- Location of Maynard in Randolph County, Arkansas.
- Coordinates: 36°25′17″N 90°54′07″W﻿ / ﻿36.42139°N 90.90194°W
- Country: United States
- State: Arkansas
- County: Randolph

Government
- • Mayor: Gary Hart

Area
- • Total: 1.17 sq mi (3.03 km^{2})
- • Land: 1.17 sq mi (3.03 km^{2})
- • Water: 0 sq mi (0.00 km^{2})
- Elevation: 433 ft (132 m)

Population (2020)
- • Total: 379
- • Estimate (2025): 370
- • Density: 323.7/sq mi (124.97/km^{2})
- Time zone: UTC-6 (Central (CST))
- • Summer (DST): UTC-5 (CDT)
- ZIP code: 72444
- Area code: 870
- FIPS code: 05-44780
- GNIS feature ID: 2406114

= Maynard, Arkansas =

Maynard is a town in Randolph County, Arkansas, United States. The population was 379 at the 2020 census.

Maynard is home to the Maynard Pioneer Museum and Park. A jail built in 1936 has a door made of wagon wheel rims. The last time it was used was in 1988, when it temporarily housed a man charged with public intoxication. The jail is beside Maynard Community Center.

==History==
Maynard was settled in the late 19th century. John Maynard, formerly a captain in the Confederate Army, spent some time in Texas before moving to Arkansas in 1872, where he opened a dry goods store, and farmed 900 acres, mostly cotton. Other families and businessmen joined him in the village they called New Prospect. When they applied for a post office in 1885 that name was rejected and the office was named ‘Maynard.’ The town incorporated as Maynard in 1895.

Abbott Institute — later known as Maynard Baptist Academy and Ouachita Baptist Academy — was a boarding school established in 1894. Abbott Institute joined a school network associated with a college now known as Ouachita Baptist University in Arkadelphia.

In 1928, Maynard Baptist Academy was sold to the Maynard School District. Its facilities were then used by the public school. All that remains of the academy today is an arch built by Maynard Baptist Academy's class of 1927, its last class. In 2008, Maynard School Alumni Association restored the arch on the school grounds as a memorial to the academy.

==Geography==

According to the United States Census Bureau, the town has a total area of 2.9 km2, all land.

===List of highways===

- Highway 115
- Highway 166
- Highway 328

==Demographics==

There were 175 households, out of which 25.7% had children under the age of 18 living with them, 49.7% were married couples living together, 10.9% had a female householder with no husband present, and 37.1% were non-families. 33.7% of all households were made up of individuals, and 17.1% had someone living alone who was 65 years of age or older. The average household size was 2.18 and the average family size was 2.78.
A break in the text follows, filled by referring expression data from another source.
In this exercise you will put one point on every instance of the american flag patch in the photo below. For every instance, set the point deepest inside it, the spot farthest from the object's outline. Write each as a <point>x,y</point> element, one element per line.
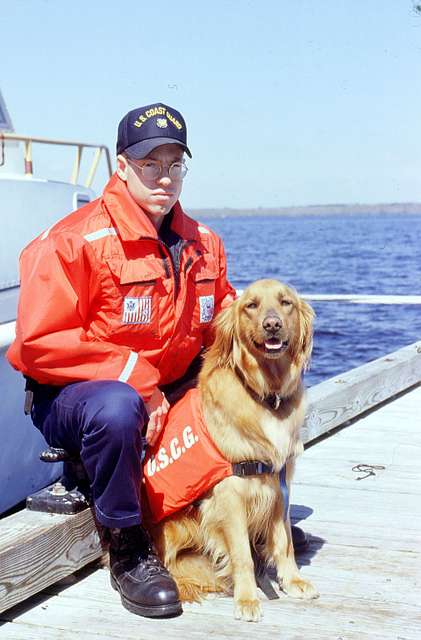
<point>206,308</point>
<point>137,310</point>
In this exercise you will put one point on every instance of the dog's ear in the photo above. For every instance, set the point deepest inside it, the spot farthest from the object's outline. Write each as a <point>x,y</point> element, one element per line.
<point>223,345</point>
<point>305,334</point>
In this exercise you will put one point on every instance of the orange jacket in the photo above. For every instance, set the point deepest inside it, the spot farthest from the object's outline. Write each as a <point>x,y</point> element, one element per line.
<point>98,297</point>
<point>184,463</point>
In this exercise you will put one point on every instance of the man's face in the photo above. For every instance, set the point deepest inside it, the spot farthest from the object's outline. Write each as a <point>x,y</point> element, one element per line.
<point>155,196</point>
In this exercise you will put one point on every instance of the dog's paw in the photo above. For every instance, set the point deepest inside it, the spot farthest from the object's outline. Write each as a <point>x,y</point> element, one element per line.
<point>249,610</point>
<point>299,588</point>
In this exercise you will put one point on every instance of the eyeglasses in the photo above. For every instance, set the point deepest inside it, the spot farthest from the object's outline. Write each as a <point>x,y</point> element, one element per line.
<point>152,169</point>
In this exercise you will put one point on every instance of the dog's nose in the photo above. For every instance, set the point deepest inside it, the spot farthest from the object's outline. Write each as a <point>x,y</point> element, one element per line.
<point>272,324</point>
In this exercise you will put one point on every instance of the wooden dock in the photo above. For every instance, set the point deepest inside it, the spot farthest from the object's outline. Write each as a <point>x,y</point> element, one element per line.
<point>357,492</point>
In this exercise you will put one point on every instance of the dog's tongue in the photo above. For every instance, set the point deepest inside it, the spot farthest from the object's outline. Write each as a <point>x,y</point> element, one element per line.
<point>273,346</point>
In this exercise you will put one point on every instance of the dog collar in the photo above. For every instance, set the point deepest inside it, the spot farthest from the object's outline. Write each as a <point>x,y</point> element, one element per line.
<point>274,400</point>
<point>251,468</point>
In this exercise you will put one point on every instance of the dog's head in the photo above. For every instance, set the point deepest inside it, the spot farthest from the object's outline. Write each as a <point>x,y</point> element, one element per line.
<point>270,322</point>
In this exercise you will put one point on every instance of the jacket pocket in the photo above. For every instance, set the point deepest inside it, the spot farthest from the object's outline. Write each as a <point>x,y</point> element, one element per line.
<point>141,296</point>
<point>203,292</point>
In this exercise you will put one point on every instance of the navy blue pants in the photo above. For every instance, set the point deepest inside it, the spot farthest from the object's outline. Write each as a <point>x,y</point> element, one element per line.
<point>103,422</point>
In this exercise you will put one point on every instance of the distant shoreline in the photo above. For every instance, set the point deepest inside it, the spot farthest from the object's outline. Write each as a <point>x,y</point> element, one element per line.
<point>394,208</point>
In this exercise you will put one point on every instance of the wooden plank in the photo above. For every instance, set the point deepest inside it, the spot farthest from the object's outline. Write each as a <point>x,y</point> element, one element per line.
<point>96,612</point>
<point>342,398</point>
<point>37,549</point>
<point>364,558</point>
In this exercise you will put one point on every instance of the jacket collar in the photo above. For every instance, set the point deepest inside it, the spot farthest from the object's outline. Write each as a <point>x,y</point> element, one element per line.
<point>132,222</point>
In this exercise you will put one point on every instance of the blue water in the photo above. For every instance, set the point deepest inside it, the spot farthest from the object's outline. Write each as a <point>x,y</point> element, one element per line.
<point>335,254</point>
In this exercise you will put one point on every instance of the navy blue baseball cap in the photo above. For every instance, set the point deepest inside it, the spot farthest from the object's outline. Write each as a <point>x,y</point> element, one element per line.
<point>143,129</point>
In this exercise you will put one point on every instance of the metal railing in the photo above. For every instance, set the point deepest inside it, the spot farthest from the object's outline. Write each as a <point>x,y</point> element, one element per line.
<point>28,141</point>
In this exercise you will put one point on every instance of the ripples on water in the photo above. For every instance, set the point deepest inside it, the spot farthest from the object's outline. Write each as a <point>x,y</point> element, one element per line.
<point>335,254</point>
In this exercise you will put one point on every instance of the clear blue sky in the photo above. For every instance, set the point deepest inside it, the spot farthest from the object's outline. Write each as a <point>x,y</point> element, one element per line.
<point>287,102</point>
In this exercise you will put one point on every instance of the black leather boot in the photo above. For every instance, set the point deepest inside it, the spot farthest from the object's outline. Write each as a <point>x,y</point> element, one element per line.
<point>144,584</point>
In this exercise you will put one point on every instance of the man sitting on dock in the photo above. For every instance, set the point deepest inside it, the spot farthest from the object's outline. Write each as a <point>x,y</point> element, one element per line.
<point>116,304</point>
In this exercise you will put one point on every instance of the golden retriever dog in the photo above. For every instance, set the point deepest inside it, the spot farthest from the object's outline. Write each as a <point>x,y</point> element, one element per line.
<point>254,405</point>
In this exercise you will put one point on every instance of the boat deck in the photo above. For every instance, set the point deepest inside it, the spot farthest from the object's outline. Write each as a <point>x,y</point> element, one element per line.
<point>364,556</point>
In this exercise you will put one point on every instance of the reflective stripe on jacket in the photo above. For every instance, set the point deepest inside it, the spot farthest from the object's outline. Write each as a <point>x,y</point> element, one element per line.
<point>98,298</point>
<point>184,463</point>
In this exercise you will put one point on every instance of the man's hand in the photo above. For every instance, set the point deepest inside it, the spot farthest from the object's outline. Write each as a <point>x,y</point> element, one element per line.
<point>157,409</point>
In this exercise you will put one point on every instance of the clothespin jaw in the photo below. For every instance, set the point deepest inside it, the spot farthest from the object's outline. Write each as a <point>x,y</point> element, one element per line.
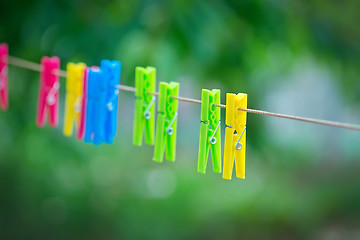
<point>73,99</point>
<point>145,80</point>
<point>48,92</point>
<point>4,53</point>
<point>111,71</point>
<point>210,137</point>
<point>235,135</point>
<point>166,122</point>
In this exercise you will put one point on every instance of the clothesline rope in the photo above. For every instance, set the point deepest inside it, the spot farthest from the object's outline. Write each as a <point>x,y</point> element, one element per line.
<point>37,67</point>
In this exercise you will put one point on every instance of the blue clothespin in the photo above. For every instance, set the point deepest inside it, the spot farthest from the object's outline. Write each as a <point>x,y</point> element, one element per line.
<point>111,74</point>
<point>95,110</point>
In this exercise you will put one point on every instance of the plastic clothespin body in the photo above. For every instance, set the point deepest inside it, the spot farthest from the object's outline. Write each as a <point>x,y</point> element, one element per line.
<point>145,80</point>
<point>81,130</point>
<point>73,99</point>
<point>48,92</point>
<point>235,135</point>
<point>95,117</point>
<point>111,74</point>
<point>4,53</point>
<point>210,137</point>
<point>166,122</point>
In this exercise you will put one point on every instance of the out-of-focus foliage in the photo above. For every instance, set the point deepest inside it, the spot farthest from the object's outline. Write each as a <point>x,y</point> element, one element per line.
<point>292,56</point>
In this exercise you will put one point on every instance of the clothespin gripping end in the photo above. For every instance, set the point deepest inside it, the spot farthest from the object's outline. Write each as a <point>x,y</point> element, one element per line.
<point>169,129</point>
<point>147,113</point>
<point>238,145</point>
<point>213,139</point>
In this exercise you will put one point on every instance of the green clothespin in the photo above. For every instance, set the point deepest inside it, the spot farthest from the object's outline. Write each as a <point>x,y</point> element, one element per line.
<point>210,130</point>
<point>145,80</point>
<point>166,122</point>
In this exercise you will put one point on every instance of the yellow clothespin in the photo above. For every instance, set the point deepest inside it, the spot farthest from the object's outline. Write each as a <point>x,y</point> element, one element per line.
<point>73,101</point>
<point>235,135</point>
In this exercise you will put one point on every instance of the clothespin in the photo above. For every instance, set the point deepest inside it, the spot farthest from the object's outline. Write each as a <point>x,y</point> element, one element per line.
<point>95,110</point>
<point>235,135</point>
<point>166,122</point>
<point>111,72</point>
<point>48,92</point>
<point>145,80</point>
<point>210,130</point>
<point>81,130</point>
<point>4,52</point>
<point>73,100</point>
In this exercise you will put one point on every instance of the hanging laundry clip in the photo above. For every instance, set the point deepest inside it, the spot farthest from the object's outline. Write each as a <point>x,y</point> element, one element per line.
<point>4,52</point>
<point>235,135</point>
<point>82,125</point>
<point>209,130</point>
<point>95,109</point>
<point>145,80</point>
<point>48,91</point>
<point>73,100</point>
<point>166,122</point>
<point>111,73</point>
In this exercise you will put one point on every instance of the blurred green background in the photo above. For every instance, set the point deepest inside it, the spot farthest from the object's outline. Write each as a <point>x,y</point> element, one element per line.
<point>295,57</point>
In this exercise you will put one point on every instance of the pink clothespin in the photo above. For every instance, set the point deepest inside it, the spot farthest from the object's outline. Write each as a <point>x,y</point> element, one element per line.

In the town, the population was spread out, with 24.1% under the age of 18, 8.7% from 18 to 24, 22.8% from 25 to 44, 22.0% from 45 to 64, and 22.3% who were 65 years of age or older. The median age was 40 years. For every 100 females, there were 87.7 males. For every 100 females age 18 and over, there were 85.3 males.

The median income for a household in the town was $17,206, and the median income for a family was $23,056. Males had a median income of $20,625 versus $15,357 for females. The per capita income for the town was $11,668. About 14.8% of families and 27.0% of the population were below the poverty line, including 38.3% of those under age 18 and 18.3% of those age 65 or over.

Historical population
| Census | Pop. | Note | %± |
| 1900 | 358 |  | — |
| 1910 | 295 |  | −17.6% |
| 1920 | 210 |  | −28.8% |
| 1930 | 259 |  | 23.3% |
| 1940 | 266 |  | 2.7% |
| 1950 | 216 |  | −18.8% |
| 1960 | 201 |  | −6.9% |
| 1970 | 224 |  | 11.4% |
| 1980 | 381 |  | 70.1% |
| 1990 | 354 |  | −7.1% |
| 2000 | 381 |  | 7.6% |
| 2010 | 426 |  | 11.8% |
| 2020 | 379 |  | −11.0% |
| 2025 (est.) | 370 | Decrease | −2.4% |
U.S. Decennial Census

==Education==
Public education for elementary and secondary school students is provided by the Maynard School District, which includes:

- Maynard Elementary School
- Maynard High School

==Notable people==
Notable individuals who were born in or have lived in Maynard:
- Drew Bowers, a native of Pocahontas, Arkansas attended the Maynard Baptist Academy in the mid-1890s.
- Jonathan Dismang, Arkansas state senator for District 28 in White County; a native of Maynard.